Si eso sucede, entonces llegaremos a ver, dice unos renglones más abajo:

 

“… que el hechizo del mundo ha sido roto, que su ley ha desaparecido como una sombra y ha sido olvidada como algo aprendido en la infancia, y todo ha sido perfeccionado bajo «la ley divina» de la igualdad, la de «amar a su prójimo como a uno mismo», de modo que ningún ser humano es tan encumbrado como para no ser tu prójimo, exactamente en el mismo sentido en que ninguno es tan pobre o tan humilde como para no ser tu prójimo, y la prueba incontrovertible de la igualdad es que lo amas como a ti mismo.”[12]

 

Pensar que amar al prójimo consiste en rebajar lo que está más arriba y elevar lo que está debajo es “mundano apresuramiento” y, lejos de traer paz, sólo trae confusión, pestes y guerras, lo cual no quiere decir que la injusticia humana deje de ser injusticia: “ese sería un discurso malsano y necio”. Se alude, más bien, a que no se trata de mera exterioridad, sino de una conversión total de la interioridad del hombre.

Tú “estás plantado entre su humillación, que queda atrás, y su majestad”, que todavía no viste, dice Anti-Climacus en Ejercitación del cristianismo.[13] El que sólo puede amarlo en su elevación no conoce a Cristo y tampoco lo ama, porque en realidad sólo ama la verdad si triunfa. Pero, cuando la fe combate, es escándalo para los judíos, locura para los griegos, y absurdo para la diosa razón de los tiempos nuestros. Y si sólo puede amarlo en su humillación y no quiere saber nada de su poder, honor y gloria, tampoco lo conoce ni lo ama. Ambas perspectivas encierran la misma mundanidad, están igualmente lejos de Cristo, ambas necesitan la misma conversión.

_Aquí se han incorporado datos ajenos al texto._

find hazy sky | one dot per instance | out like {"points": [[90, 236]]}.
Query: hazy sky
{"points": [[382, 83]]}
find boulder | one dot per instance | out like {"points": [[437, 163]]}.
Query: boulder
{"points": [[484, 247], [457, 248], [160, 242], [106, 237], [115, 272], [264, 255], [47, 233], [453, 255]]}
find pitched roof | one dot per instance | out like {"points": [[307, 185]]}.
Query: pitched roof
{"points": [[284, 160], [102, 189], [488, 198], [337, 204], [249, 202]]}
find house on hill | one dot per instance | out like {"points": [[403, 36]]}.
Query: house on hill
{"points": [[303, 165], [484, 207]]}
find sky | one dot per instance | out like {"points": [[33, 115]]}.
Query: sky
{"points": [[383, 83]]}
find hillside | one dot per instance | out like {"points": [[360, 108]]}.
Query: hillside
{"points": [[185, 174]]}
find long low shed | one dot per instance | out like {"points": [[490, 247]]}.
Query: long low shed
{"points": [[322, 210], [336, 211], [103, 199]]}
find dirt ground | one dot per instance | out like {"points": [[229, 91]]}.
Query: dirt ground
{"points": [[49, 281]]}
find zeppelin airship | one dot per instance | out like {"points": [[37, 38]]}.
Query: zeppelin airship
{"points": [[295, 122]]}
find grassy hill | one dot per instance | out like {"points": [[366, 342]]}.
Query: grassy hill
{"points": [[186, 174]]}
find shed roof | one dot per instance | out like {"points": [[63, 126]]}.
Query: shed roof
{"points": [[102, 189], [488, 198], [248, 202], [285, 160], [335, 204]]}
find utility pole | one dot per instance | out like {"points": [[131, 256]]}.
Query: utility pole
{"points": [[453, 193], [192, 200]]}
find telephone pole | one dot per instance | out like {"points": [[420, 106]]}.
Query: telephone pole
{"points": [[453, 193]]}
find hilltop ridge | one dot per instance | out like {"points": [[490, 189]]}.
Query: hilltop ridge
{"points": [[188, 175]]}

En cuanto a la expectativa de la fe en la segunda venida, igual que en la primera, “el tiempo no puede ni demostrarla ni impugnarla, pues la fe espera una eternidad”.[14] Al cristiano le queda esperar con la misma paciencia con que Simeón y Ana esperaron la plenitud de los tiempos: esperar que el cielo sea retirado como un libro que se enrolla y decir con Juan el evangelista “Sí, vengo pronto.” y en seguida pedir como él: “¡Ven, Señor Jesús!”.

Por supuesto, queda el interrogante de si queremos o no aceptar que estos diversos tiempos: el de la separación y la esclavitud, el de la plenitud y el cumplimiento, el de la expectativa del regreso del Señor como relámpago que sale del oriente y brilla hasta el occidente, si queremos o no aceptar que todos estos tiempos son nuestros tiempos.

 

Bibliografía

  • Kierkegaard, Søren, Discursos edificantes – Tres discursos para ocasiones supuestas, traducción de Darío González, Editorial Trotta, Madrid, 2010.
  • Kierkegaard, Søren, con el seudónimo Anti-Climacus, Ejercitación del cristianismo, traducción de Demetrio Gutiérrez Rivero, Editorial Trotta, Madrid, 2009.
  • Nácar – Colunga, Sagrada Biblia, traducida de los originales hebreo y griego por Eloíno Nácar Fuster y Alberto Colunga Cueto, Biblioteca de Autores Cristianos, Madrid, 1944.

 

Notas
[1] “Todo buen don y toda dádiva perfecta viene de arriba”, en Discursos edificantes – Tres discursos para ocasiones supuestas, ed. cit., p. 140.
[2] “Paciencia en la expectativa”, en Discursos edificantes – Tres discursos para ocasiones supuestas, ed. cit., p. 213.
[3] “Que uno preseve su alma en la paciencia”, ibidem, p. 202.
[4] “Toda dádiva buena y perfecta viene de arriba”, ibidem, p. 67.
[5] “El Señor lo dio, el Señor lo ha quitado, loado sea el nombre del Señor”, ibidem, p. 126.
[6] Ibidem, pp. 127-128.
[7] Ibidem, p. 139.
[8] “Todo buen don y toda dádiva perfecta viene de arriba”, ibidem, p. 148.
[9] Ibidem, p. 150.
[10] Ibidem, pp. 150-151.
[11] Ibidem, p. 154.
[12] Idem.
[13] Ejercitación del cristianismo, ed. cit., p. 161.
[14] “La expectativa de la fe”, en Discursos edificantes – Tres discursos para ocasiones supuestas, ed. cit., p. 50.